If we want to append a new query parameter to the URI, then we can update the code as shown below:
NewURI = Navigation.GetUriWithQueryParameter("language", "English");
If we want to remove an existing query parameter from the URI, then we can set the value to null as shown below:
NewURI = Navigation.GetUriWithQueryParameter("name", (string?)null);
We can use the GetUriWithQueryParameters method to add, update, and remove multiple parameters from a URI simultaneously.
Look at the example shown below:
NewURI = Navigation.GetUriWithQueryParameters(new Dictionary<string, object?>
{
["name"] = "Top Gun",
["category"] = "Action",
["language"] = "English",
});
This will update the existing query parameters, name & category and it will add a new query parameter, language with the value set to English.
Blazor layouts
A layout is a Blazor component which contains the UI features that are common across multiple components such as the Nav menu, header, footer etc.

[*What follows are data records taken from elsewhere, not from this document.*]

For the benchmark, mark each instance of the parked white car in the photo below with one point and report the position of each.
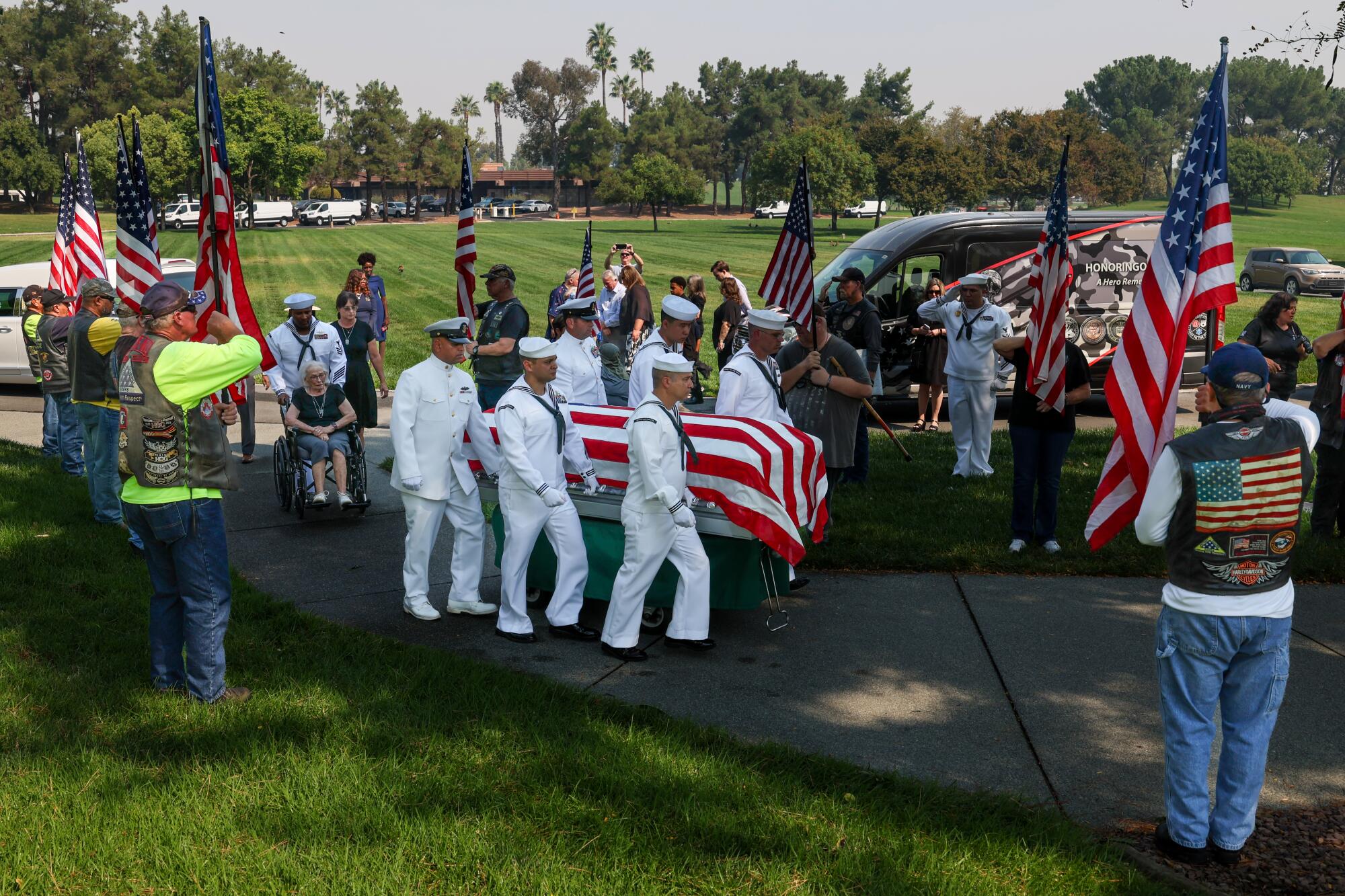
(266, 213)
(182, 214)
(867, 209)
(15, 279)
(332, 212)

The default app layout is defined in the Router component inside App.razor file.
We can use layouts only for the routable Razor components having the @page directive. The default app layout is defined in the Router component inside App.razor file.
We can use the @layout directive to specify the layout for a routable component having the @page directive. Specifying the layout directly in a component overrides the default app layout set in the Router component.
Look at the example shown below:
@layout CustomLayout
@page "/layout-demo"
<h1>Custom layout demo.</h1>
Blazor supports the nesting of layouts. A component can refer to a layout, which in turn will refer to another layout. This can help create a multi-level menu structure.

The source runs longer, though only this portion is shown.